The parametric uncertainty of a model can be sampled using a perturbed parameter ensemble (PPE). PPEs are created by running the same model with different combinations of parameter values to capture the range of possible model outputs (Lee et al., 2011, 2012; Sexton et al., 2012, 2021; Yoshioka et al., 2019; Eidhammer et al., 2024). The information derived from PPEs can be extended using statistical emulators (e.g., Gaussian Process emulators) to predict model outputs for a much larger set of parameter combinations than were simulated (O'Hagan, 2006). PPEs and emulators form a key part of the Uncertainty Quantification (UQ) framework (Kennedy and O'Hagan, 2001), which aims to assess how different causes of uncertainty (e.g., parametric, structural, and observational) affect model output.

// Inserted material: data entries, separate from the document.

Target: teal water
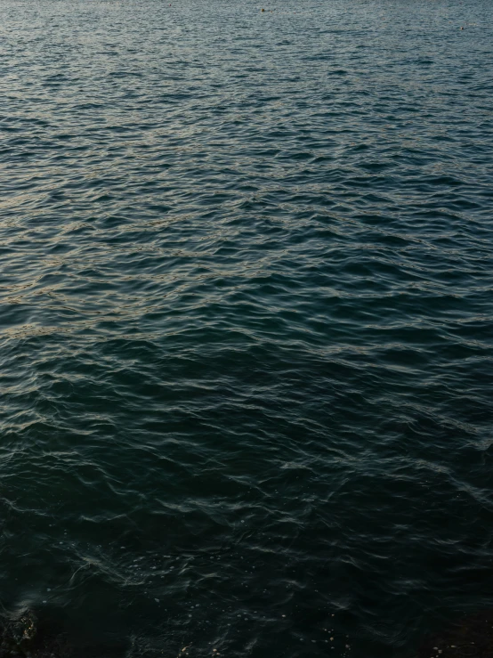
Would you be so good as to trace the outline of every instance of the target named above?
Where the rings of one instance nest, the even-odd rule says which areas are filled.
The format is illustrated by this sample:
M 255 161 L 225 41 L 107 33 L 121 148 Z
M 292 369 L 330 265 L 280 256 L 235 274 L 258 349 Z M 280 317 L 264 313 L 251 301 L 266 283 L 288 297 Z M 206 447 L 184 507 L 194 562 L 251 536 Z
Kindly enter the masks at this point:
M 492 19 L 3 0 L 5 611 L 384 658 L 493 605 Z

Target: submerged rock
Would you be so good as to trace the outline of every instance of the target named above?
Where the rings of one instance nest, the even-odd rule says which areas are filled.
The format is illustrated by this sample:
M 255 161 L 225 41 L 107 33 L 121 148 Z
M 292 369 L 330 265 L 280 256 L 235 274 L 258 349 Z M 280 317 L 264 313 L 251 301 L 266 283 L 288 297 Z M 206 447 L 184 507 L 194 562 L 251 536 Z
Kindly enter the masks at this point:
M 66 658 L 71 653 L 63 635 L 40 624 L 32 610 L 0 621 L 0 658 Z

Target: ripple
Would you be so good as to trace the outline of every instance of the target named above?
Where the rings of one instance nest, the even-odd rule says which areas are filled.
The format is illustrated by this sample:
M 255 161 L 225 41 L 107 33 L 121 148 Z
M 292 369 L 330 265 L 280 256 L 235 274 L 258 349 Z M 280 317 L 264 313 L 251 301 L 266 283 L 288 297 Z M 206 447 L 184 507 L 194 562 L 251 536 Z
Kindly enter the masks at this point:
M 491 606 L 489 5 L 168 4 L 0 9 L 5 628 L 410 655 Z

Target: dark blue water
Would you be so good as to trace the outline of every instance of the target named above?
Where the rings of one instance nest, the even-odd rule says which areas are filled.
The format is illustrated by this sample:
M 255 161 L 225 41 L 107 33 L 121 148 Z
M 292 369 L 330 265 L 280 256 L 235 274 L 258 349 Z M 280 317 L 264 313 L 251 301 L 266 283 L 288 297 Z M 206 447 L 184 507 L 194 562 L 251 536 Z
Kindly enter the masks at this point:
M 6 611 L 383 658 L 493 605 L 492 19 L 3 0 Z

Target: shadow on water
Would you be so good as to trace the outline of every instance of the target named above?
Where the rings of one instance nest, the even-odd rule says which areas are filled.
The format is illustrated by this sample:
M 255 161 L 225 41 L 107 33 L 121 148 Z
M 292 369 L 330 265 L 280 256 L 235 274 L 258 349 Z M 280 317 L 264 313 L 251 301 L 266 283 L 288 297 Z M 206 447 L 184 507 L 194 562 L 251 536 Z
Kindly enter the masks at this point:
M 429 636 L 418 658 L 462 658 L 493 656 L 493 611 L 482 610 L 457 621 L 441 632 Z
M 137 645 L 141 643 L 137 642 Z M 154 651 L 152 651 L 154 648 Z M 158 655 L 156 647 L 136 646 L 125 639 L 105 646 L 70 641 L 60 621 L 25 609 L 0 613 L 0 658 L 118 658 Z M 188 655 L 188 654 L 187 654 Z M 493 611 L 466 615 L 440 632 L 426 637 L 416 658 L 493 658 Z

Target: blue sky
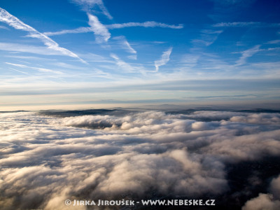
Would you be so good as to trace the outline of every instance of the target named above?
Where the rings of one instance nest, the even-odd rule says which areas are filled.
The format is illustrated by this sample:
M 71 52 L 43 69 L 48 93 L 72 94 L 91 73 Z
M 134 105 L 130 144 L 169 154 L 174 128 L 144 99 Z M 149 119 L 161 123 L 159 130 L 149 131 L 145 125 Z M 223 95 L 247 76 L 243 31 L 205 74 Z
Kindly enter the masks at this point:
M 279 1 L 0 8 L 1 110 L 279 102 Z

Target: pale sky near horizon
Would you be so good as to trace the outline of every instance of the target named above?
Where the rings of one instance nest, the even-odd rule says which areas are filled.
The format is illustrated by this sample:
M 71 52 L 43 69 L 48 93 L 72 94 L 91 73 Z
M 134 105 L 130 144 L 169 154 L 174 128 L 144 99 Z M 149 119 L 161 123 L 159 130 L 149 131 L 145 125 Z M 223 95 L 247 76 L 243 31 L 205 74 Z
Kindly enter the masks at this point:
M 279 1 L 1 0 L 0 111 L 279 102 Z

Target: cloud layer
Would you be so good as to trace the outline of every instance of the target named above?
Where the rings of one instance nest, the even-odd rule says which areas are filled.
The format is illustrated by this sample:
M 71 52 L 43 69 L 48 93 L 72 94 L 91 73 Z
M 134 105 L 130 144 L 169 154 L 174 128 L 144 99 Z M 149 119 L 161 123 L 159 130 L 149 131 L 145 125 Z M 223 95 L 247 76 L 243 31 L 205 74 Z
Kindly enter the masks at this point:
M 279 113 L 79 114 L 0 113 L 4 209 L 63 209 L 66 199 L 219 197 L 232 192 L 228 165 L 280 158 Z M 254 176 L 260 181 L 252 188 L 265 183 Z M 267 195 L 248 191 L 244 209 L 278 206 L 279 178 L 270 176 Z

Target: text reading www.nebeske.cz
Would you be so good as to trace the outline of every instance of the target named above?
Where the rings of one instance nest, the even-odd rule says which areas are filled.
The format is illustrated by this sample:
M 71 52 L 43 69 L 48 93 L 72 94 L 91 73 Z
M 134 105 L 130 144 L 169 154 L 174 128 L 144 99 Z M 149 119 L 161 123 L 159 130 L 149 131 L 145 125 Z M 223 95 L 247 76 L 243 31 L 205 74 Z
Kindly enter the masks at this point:
M 215 206 L 215 200 L 142 200 L 134 201 L 131 200 L 76 200 L 73 202 L 66 200 L 65 204 L 67 206 L 134 206 L 142 204 L 144 206 Z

Within this framework, history matching is a method used to reduce parametric uncertainty. Rather than identifying a single best-fitting parameter set, history matching rules out combinations of parameters that are observationally implausible, given defined thresholds of the uncertainties in the quantities being compared (Craig et al., 1997). Unlike tuning, this method avoids overfitting by retaining all parameter sets that remain observationally plausible. History matching has been applied both to full climate models (Williamson et al., 2013) and to individual components such as the NEMO ocean model (Williamson et al., 2017), land surface models (Raoult et al., 2024), as well as aerosol models (Johnson et al., 2020; Regayre et al., 2020).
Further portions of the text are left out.